The defendant testified in his own behalf. He denied any connection with the break in or with the opening of the safes. To establish an alibi, he testified that on the night of the break in he left his uncle's home a few minutes after his uncle and aunt had done so. From there, he testified, he went to a place called "Jerry's Lounge," where he met a girl with whom he spent most of the evening and early morning hours, the rest of the time being accounted for, according to his testimony, by trouble with her automobile, in which they went for a ride and parked, and by his getting lost after leaving her due to his unfamiliarity with Charlotte. He denied telling his uncle that he had committed the break in and "robbery." He explained the burns on his hands and arms as having been caused when he was attempting to cook his own breakfast at his uncle's home and, in the process, splashed hot grease upon himself. He denied that the clothing in question was his or had been worn by him.
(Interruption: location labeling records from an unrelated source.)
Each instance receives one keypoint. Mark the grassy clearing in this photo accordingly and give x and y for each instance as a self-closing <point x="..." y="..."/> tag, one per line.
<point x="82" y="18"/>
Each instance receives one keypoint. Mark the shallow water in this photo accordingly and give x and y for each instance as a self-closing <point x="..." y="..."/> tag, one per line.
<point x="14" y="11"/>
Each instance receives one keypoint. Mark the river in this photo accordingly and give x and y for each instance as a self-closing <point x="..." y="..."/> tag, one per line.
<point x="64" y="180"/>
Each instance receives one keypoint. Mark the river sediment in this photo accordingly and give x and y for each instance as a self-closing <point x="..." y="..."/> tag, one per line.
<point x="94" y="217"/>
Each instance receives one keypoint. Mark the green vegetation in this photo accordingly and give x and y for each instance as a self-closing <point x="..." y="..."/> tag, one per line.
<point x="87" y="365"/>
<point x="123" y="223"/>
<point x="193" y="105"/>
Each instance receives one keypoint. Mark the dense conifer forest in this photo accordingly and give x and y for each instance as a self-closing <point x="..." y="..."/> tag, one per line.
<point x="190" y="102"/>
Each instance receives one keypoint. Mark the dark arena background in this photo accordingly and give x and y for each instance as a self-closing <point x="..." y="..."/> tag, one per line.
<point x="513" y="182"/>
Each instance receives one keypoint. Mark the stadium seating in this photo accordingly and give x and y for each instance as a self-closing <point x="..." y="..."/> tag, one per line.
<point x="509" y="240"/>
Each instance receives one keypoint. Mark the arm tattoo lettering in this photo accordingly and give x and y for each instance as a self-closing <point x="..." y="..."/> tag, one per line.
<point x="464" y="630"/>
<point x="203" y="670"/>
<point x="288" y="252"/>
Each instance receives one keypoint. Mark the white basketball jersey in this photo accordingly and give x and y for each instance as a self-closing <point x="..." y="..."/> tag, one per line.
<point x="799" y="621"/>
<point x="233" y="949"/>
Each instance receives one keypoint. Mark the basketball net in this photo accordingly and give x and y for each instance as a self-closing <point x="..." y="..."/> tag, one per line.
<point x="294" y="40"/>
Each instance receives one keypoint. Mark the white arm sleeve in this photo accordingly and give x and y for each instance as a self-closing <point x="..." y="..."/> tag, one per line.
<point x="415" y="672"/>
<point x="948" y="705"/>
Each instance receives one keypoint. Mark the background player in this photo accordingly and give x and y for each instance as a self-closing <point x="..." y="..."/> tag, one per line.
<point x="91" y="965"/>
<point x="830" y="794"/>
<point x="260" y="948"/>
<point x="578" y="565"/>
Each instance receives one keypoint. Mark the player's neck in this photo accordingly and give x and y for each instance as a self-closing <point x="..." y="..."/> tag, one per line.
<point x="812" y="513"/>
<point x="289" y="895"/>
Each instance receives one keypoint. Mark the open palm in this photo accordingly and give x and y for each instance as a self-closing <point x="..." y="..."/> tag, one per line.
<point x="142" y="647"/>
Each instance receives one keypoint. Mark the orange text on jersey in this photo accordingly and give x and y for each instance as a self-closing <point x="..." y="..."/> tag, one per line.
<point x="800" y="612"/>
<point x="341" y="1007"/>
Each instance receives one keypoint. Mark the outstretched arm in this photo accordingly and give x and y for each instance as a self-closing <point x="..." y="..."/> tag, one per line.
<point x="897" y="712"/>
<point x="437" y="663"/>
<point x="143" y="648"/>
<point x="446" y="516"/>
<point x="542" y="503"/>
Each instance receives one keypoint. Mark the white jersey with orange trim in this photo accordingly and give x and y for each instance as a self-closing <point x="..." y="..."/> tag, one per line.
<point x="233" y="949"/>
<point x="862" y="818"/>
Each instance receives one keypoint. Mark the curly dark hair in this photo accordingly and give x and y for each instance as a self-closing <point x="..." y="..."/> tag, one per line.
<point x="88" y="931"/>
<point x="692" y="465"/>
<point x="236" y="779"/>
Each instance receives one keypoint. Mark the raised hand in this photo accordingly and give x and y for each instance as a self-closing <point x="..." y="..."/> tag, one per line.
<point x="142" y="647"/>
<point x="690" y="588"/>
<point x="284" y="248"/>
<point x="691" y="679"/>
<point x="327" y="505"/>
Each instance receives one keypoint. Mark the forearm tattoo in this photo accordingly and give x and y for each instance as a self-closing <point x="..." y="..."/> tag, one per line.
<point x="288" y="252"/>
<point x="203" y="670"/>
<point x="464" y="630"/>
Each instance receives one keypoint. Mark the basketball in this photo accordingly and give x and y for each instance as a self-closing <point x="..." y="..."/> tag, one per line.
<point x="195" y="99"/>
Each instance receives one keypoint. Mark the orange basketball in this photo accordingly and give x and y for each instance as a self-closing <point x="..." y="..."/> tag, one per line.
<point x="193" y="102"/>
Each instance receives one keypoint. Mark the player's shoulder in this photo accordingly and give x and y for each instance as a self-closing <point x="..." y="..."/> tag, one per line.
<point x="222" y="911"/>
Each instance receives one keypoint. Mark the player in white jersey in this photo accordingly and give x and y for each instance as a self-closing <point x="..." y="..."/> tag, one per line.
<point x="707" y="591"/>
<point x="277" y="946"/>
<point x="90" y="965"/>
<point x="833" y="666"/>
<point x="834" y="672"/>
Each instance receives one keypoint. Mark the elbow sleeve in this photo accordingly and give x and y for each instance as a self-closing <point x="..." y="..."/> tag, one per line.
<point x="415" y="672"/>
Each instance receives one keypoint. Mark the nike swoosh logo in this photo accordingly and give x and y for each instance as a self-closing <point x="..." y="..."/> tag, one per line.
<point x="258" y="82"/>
In Case No. 50-249B, the indictment charges that the defendant "unlawfully, wilfully and feloniously did, by the use of an acetylene torch force open a Herring Hall-Marvin safe, of Lee A. Folgers, Incorporated, a corporation, used for storing chattels, money and other valuables." (Emphasis added.) As to this safe, the evidence for the State was:
"Not anything was kept in that safe on June 13th and 14th of 1967. Not a thing. It had just been purchased for money, for a money safe. * * * Its design and purpose was for keeping the valuables of this corporation inside of it. We were to bolt it to the floor in the showroom in full view of the public and we just hadn't got to it."
G.S. 14-89.1 is the statute creating and describing the offense charged in this bill of indictment. It provides:
"Any person who shall by the use of explosives, drills, or other tools unlawfully force open or attempt to force open or `pick' the combination of a safe or vault used for storing money or other valuables, shall, upon conviction thereof, receive a sentence, in the discretion of the trial judge, of from ten years to life imprisonment in the State penitentiary." (Emphasis added.)
It is elementary that a criminal statute must be construed strictly. State v. Garrett, 263 N.C. 773, 140 S.E.2d 315; State v. Heath, 199 N.C. 135, 153 S.E. 855, 87 A.L.R. 37; Strong, N.C. Index, Statutes, 5. Adams, J., speaking for the Court in the Heath case, said: "The forbidden act must come clearly within the prohibition of the statute, for the scope of a penal statute will not ordinarily be enlarged by construction to take in offenses not clearly described; and any doubt on this point will be resolved in favor of the defendant."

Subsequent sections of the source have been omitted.